If you live in non-metro or rural America, you’ve been left behind by the economic boom cycle that came after the Great Recession. You also endured a more severe recession than people who live in bigger cities.
And if you live in a small town and people seem to be losing hope about good jobs or opportunity, your observations may be right.
A new study shows job growth in rural America and labor force participation — a proxy for hope — has fallen far behind urban areas. The Center for American Progress, a left-leaning think tank, compared objective U.S. Department of Agriculture data to measure employment growth and labor force participation rates in urban and rural America during and since the Great Recession.

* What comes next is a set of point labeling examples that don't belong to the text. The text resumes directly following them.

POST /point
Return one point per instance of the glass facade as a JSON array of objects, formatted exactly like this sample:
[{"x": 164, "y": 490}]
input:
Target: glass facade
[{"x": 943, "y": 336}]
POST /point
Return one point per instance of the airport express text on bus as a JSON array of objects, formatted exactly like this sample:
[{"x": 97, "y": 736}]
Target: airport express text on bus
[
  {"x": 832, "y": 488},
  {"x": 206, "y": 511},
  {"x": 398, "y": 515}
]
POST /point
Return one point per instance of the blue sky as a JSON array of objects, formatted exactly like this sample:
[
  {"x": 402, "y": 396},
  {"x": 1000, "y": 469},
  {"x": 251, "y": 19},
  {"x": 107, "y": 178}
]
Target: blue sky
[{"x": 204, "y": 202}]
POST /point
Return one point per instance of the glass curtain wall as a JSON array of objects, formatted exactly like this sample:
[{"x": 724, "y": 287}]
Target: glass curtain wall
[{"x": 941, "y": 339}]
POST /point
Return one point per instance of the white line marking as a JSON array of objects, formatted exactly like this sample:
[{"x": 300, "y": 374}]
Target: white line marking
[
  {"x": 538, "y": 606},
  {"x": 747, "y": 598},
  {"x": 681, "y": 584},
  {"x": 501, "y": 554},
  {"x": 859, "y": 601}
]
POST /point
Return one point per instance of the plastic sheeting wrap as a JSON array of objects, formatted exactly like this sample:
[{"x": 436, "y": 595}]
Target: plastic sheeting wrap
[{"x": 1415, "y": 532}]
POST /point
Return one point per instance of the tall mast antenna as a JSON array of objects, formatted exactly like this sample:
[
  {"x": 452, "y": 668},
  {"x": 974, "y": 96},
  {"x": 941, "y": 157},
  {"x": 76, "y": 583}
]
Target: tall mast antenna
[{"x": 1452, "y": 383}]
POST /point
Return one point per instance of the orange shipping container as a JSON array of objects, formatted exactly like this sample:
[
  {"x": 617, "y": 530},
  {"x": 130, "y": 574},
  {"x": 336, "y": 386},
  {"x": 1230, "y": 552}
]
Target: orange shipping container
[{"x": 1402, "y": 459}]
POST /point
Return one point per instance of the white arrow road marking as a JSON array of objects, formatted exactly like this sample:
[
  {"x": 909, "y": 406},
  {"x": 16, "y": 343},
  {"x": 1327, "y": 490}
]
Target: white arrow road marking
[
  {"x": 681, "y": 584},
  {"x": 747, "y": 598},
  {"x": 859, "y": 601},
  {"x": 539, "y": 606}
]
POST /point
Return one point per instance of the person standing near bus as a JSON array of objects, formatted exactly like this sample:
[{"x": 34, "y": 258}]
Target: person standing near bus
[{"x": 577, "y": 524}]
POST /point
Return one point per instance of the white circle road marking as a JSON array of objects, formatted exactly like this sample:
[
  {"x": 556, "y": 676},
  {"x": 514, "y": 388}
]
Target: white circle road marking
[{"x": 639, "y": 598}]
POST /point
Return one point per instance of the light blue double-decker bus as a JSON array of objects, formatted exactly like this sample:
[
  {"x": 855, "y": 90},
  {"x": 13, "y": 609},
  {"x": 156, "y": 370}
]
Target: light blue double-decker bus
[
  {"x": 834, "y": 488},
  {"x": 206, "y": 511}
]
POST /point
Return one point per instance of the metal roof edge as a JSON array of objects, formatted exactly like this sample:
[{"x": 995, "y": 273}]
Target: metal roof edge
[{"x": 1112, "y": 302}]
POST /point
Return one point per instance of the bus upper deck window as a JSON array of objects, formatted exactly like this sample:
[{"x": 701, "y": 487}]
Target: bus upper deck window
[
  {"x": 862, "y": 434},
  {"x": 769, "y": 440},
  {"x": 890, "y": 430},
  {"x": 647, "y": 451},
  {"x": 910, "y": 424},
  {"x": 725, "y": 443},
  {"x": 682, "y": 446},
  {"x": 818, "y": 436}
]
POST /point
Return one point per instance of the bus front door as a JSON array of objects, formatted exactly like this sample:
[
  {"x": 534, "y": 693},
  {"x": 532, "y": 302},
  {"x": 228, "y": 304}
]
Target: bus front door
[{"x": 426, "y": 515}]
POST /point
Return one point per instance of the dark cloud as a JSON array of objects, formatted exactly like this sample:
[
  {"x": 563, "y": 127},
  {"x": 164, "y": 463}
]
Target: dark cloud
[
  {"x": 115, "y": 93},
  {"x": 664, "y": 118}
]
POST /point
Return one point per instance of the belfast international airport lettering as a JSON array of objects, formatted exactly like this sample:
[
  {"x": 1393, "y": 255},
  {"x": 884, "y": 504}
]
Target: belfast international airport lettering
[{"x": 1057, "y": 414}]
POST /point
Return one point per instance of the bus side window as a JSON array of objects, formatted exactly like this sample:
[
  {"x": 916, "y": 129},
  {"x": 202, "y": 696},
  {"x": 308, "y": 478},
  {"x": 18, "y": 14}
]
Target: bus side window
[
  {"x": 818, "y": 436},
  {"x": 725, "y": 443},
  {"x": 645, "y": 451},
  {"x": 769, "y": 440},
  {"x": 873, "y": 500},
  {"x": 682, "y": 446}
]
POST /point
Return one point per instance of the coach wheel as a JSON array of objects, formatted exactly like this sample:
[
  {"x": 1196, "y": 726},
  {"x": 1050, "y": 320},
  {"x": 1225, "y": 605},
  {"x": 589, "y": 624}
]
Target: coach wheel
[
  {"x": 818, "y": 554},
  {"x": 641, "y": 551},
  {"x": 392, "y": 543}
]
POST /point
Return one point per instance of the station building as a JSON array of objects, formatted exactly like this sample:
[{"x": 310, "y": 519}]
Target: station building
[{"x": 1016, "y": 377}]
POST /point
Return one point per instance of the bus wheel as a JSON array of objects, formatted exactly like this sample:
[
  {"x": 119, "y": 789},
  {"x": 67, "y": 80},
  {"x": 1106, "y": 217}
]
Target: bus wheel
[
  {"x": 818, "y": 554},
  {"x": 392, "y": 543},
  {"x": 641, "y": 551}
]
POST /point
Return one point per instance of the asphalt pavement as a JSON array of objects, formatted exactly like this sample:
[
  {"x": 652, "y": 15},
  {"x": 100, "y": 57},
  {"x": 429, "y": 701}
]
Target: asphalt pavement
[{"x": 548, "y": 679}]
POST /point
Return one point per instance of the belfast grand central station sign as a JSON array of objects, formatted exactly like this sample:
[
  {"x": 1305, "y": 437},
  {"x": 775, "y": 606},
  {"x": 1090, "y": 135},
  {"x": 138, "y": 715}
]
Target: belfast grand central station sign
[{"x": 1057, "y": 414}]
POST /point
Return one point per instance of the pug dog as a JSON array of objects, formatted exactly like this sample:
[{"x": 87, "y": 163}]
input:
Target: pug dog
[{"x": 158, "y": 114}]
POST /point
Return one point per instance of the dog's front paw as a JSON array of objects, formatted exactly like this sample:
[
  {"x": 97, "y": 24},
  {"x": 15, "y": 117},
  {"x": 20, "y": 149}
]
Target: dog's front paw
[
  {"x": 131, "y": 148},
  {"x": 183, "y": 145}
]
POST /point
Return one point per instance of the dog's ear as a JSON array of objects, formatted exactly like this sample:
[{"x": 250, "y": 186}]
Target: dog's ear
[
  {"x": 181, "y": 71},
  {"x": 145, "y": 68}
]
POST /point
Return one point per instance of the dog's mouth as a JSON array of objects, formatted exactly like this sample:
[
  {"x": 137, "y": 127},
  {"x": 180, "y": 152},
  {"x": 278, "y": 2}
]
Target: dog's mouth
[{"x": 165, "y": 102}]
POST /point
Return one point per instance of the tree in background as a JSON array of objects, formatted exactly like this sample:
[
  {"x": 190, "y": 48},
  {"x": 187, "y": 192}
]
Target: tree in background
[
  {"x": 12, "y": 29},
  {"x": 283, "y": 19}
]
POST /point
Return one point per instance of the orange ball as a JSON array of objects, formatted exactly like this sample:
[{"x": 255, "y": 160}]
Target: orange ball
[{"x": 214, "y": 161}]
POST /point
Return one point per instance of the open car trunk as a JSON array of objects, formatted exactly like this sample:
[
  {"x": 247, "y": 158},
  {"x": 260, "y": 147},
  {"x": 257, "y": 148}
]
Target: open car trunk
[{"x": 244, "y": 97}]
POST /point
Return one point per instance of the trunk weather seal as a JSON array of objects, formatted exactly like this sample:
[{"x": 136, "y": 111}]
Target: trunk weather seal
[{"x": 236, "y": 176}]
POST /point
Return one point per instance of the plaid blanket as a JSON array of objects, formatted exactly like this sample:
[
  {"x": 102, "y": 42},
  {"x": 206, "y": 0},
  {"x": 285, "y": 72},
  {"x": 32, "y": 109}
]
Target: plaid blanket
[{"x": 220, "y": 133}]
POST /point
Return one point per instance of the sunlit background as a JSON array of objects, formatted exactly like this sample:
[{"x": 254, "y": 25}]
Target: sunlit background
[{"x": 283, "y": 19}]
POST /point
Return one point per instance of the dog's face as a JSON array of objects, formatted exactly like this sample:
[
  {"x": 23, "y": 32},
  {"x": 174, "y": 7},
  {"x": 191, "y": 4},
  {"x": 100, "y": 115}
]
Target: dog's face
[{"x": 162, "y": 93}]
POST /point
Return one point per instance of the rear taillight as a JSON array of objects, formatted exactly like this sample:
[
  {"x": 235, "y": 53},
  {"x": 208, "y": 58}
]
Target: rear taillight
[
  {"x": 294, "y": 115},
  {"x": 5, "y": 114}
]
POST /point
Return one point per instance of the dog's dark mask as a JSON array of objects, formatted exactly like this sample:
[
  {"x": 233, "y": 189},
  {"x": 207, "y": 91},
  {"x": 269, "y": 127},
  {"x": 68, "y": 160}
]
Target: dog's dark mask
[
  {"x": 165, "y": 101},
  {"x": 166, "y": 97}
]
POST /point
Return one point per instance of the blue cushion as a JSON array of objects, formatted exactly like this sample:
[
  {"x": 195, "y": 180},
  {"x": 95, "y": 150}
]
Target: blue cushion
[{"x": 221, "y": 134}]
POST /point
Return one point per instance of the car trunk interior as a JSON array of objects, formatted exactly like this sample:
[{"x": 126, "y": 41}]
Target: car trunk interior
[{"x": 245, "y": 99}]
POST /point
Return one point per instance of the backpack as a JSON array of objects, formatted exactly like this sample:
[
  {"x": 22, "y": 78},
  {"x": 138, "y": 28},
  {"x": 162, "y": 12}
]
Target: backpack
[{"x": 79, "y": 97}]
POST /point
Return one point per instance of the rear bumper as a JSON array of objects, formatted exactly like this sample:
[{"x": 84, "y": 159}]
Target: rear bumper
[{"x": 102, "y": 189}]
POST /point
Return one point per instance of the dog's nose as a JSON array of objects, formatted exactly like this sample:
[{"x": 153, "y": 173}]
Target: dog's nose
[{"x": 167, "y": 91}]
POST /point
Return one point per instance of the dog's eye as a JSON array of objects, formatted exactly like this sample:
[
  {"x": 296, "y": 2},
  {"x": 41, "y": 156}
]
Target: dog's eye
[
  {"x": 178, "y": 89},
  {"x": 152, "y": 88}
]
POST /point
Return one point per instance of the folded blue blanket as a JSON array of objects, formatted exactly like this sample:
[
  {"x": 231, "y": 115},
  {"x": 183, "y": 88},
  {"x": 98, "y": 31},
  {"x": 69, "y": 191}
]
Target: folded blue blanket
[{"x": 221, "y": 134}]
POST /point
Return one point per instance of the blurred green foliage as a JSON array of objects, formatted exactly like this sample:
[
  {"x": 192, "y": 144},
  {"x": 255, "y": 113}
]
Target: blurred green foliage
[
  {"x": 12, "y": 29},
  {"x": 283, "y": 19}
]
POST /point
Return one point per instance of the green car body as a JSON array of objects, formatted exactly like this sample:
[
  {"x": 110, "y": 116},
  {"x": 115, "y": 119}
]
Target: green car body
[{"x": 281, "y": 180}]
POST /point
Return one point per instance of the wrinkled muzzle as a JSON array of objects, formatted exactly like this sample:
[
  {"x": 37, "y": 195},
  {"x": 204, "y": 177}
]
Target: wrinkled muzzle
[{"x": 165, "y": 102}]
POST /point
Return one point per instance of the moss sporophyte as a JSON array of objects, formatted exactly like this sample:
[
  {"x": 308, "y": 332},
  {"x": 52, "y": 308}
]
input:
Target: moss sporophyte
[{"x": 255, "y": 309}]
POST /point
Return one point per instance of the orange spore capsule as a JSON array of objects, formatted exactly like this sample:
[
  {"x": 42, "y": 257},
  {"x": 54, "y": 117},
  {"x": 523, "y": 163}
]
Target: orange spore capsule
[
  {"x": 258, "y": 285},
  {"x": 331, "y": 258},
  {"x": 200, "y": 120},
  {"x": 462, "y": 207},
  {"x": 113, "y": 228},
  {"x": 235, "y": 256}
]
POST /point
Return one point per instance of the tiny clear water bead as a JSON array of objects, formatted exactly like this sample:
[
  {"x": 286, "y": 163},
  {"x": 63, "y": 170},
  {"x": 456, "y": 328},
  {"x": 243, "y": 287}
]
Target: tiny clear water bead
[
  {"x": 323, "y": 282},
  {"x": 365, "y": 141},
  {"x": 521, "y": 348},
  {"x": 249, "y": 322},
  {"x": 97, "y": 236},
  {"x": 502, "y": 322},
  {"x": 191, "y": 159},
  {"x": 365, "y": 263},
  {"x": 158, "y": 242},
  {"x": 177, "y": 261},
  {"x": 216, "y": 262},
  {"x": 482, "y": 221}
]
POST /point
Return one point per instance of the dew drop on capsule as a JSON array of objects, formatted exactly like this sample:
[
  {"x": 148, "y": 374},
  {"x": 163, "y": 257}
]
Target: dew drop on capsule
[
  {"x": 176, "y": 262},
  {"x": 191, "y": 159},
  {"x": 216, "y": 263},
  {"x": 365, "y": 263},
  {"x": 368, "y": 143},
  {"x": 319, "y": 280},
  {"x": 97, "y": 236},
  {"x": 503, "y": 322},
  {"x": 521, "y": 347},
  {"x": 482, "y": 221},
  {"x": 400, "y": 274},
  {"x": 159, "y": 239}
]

The center says “economic restructuring” and “policy decisions” over several decades have “hollowed out opportunity across the United States and left many rural communities behind.”
This study may offer insight into why rural Americans voted overwhelmingly for President Donald Trump and his message of economic populism. And it also shows how things might play out for the president next year if the election is about pocketbook issues.
The data show rural America was hit harder by the recession than urban America and recovered much slower. The more rural the area, the harder it was hit and the slower it recovered.
The small counties between 2,000 and 20,000 population that were not adjacent to a metro county lost nearly 6% of their jobs during the 2007 to 2010 recession, according to the USDA data. And in the years after the recession from 2010 to 2017, average job growth in those same small counties was flat. No growth.
By contrast, urban counties with populations of 250,000 or more did much better. During the recession, those counties still actually grew jobs by 2 percent. For counties with 1 million or more residents, employment growth was 8.5 percent. After the recession, jobs in those counties grew by 6.2 percent and 11 percent.
Recovery was most dismal for counties of less than 2,000 population and not near a metro area. There, jobs declined by 3.73% during the recession and declined 1.18% even after the recession ended.
And we wonder why young people are leaving small towns.
Digging deeper, one can measure the opportunity gap experienced by workers during and after the recession by looking at labor force participation rates. Those measure what percent of the working-age population (16-64) actually have a job or are looking for one. While labor force participation rates peaked nationwide around the early 2000s at 67%, they’ve declined since then and even after the recession to near 63%.
Economists see labor force participation as critical because higher rates increase gross domestic product, bring in more taxes to support those who are not working and generally reduce dependency on government programs.
The news, again, is not good for small-town America. Labor force participation rates have declined 6% in non-metro counties since 2008, while metro areas maintained their participation rate.
Add to this bevy of economic problems the continual population loss and it’s clear to see why many think rural Amercia has been left behind.
Still, the Center for American Progress study offers a bit of hope on how rural areas can revitalize themselves. Unfortunately, or ironically, one of the solutions — immigration — has come under fire from the president and his followers.
Another solution — building social capital that is more easily developed in small towns — may also be problematic. Social capital is that asset that allows people to join together in common solutions to solve vexing problems. Today’s viperous politics has led neighbors away from associations they may have otherwise developed.
The idea that faltering rural America and small towns should see hope in policy directions that discourage and deplete immigration and call for all out political war among neighbors seems problematic at best and a recipe for extinction at worst.